Aksi “demonstratif” Nabi seolah melampaui berjuta kata-kata untuk menghargai para pekerja kasar seperti Sa’ad. Sebuah perilaku yang jauh dari sekadar memenuhi tuntutan normatif atas nama peraturan dan hukum
***
Sebagaimana Nabi, jika kita bertemu dengan orang seperti Sa’ad, saya ingin kita sama-sama mencium tangannya. Tidak secara harfiah. Tetapi lewat penghargaan kita kepadanya. Memposisikan mereka secara mulia, seraya mengasah kepedulian membantu mencukupi hajat hidupnya.

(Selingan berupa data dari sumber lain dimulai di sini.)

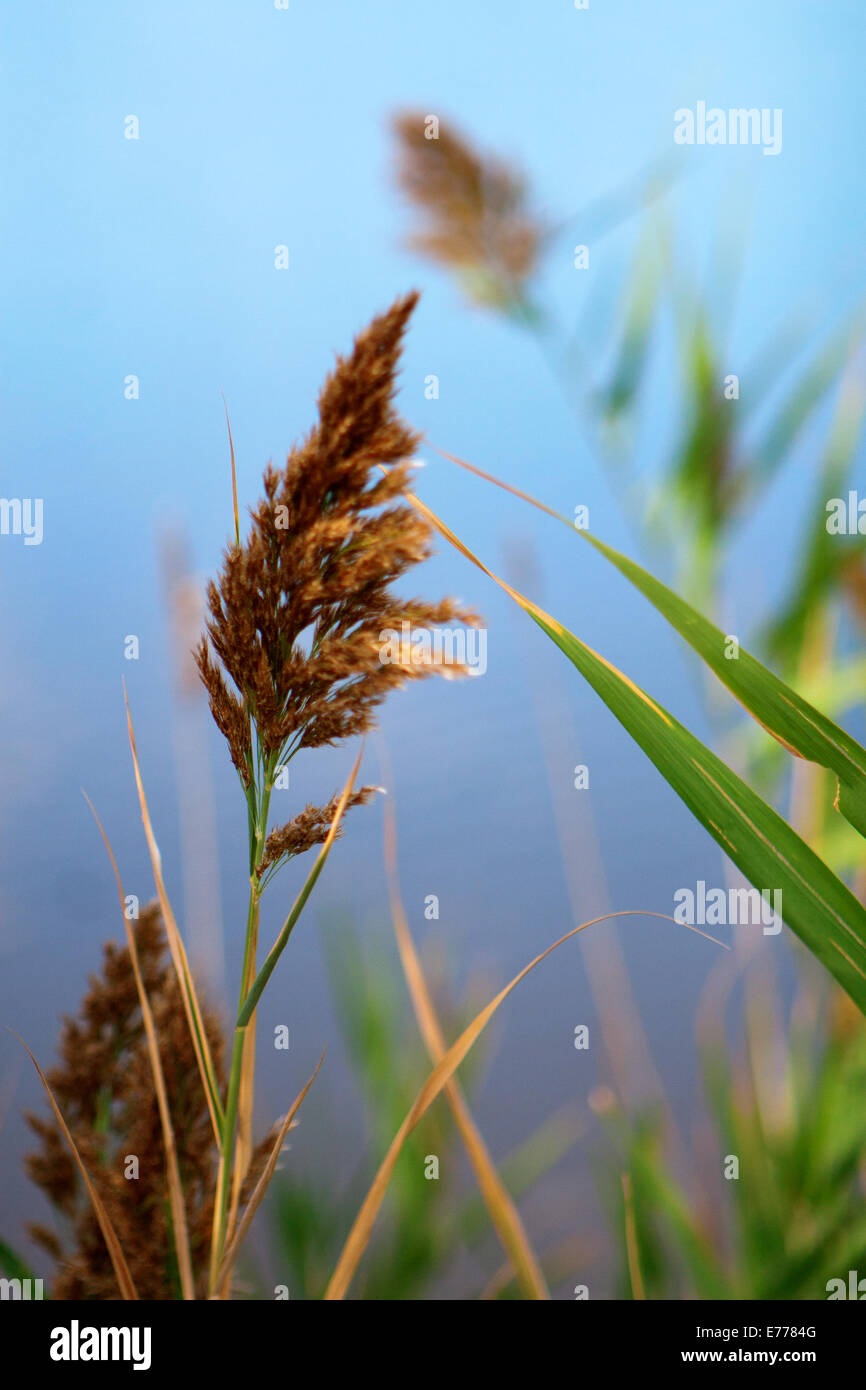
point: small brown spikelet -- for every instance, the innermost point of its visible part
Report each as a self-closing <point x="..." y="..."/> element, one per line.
<point x="103" y="1086"/>
<point x="476" y="216"/>
<point x="293" y="649"/>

Saya rasa, banyak orang dhuafa yang senasib seperti Sa’ad. Mereka bisa petani yang butuh kebijakan pemerintah yang lebih berpihak ke mereka. Bisa juga kuli bangunan, tukang sampah, atau mereka adalah pembantu (khadam) di rumah kita. Mereka adalah orang yang menjauhkan diri dari meminta-minta. Mereka mau bekerja kasar untuk memenuhi kebutuhan hidupnya, atau bentuk tanggung jawab pada keluarganya. Adakah kita masih merasa lebih mulia dibandingkan mereka dalam pandangan Allah?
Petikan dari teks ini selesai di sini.